Dramat pracowników PKP Cargo dotyka także – jak się okazuje- słynnego kolejowego muzeum w małopolskiej Chabówce. Według medialnych doniesień, zarząd PKP Cargo zamierza zlikwidować należący do spółki skansen taboru kolejowego pełen niezwykle cennych eksponatów (np. najstarsza zachowana w Polsce lokomotywa). Co się stanie z tą kolekcją? Pójdzie na złom, czy zostanie rozsprzedana? I co z pracownikami, którzy przez lata opiekowali się tym wspaniałym miejscem?
– napisała na platformie x.com Beata Szydło.
Informację o planach likwidacji skansenu skomentowała również poseł Paulina Matysiak.
Jak to możliwe, że p.o. Prezesa panu Marcinowi Wojewódce przychodzą do głowy takie głupie pomysły?

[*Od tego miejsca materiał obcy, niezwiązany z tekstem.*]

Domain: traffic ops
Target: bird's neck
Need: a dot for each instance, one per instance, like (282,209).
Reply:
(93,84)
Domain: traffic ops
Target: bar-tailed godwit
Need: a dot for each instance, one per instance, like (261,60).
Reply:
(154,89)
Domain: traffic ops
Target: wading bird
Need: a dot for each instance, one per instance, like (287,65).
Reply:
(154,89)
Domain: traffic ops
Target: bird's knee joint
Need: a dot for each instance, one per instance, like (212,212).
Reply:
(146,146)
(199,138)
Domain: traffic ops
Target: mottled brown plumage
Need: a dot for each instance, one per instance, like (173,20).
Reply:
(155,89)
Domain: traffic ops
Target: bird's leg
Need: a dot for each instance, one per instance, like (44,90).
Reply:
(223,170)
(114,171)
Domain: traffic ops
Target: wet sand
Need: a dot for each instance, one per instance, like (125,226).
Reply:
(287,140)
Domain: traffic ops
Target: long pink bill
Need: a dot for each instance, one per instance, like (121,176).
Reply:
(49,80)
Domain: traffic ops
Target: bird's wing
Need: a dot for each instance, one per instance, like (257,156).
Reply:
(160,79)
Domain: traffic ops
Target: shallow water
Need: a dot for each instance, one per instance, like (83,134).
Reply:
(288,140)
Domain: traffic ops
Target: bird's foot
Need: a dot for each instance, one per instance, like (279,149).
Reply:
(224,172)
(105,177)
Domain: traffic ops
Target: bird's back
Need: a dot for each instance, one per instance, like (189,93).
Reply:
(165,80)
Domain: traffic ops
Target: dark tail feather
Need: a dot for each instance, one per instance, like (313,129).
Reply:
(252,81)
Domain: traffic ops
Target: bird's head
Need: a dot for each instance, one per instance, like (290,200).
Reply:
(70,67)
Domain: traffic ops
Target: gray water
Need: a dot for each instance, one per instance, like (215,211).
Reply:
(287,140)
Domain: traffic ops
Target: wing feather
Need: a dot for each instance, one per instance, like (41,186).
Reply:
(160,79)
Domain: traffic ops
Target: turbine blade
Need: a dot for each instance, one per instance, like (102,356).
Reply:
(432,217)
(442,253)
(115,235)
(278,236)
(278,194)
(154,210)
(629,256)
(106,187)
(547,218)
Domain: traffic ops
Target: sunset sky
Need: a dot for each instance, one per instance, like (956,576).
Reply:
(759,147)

– napisała w mediach społecznościowych.
Skansen Taboru Kolejowego w Chabówce
Jak napisano na stronie internetowej Skansenu Taboru Kolejowego w Chabówce, placówka została otwarta w 1993 roku na terenie dawnej parowozowni, wybudowanej w czasie II wojny światowej. Gromadzenie eksponatów rozpoczęto już w połowie lat 80. Na kilku torach urządzono ekspozycję składającą się wycofanych z ruchu parowozów, lokomotyw elektrycznych i spalinowych oraz pługów, żurawi itp., które poddano rewitalizacji. Część z nich przywrócono do pełnej sprawności technicznej, dzięki czemu dziś mogą prowadzić składy pociągów zestawionych z zabytkowych wagonów.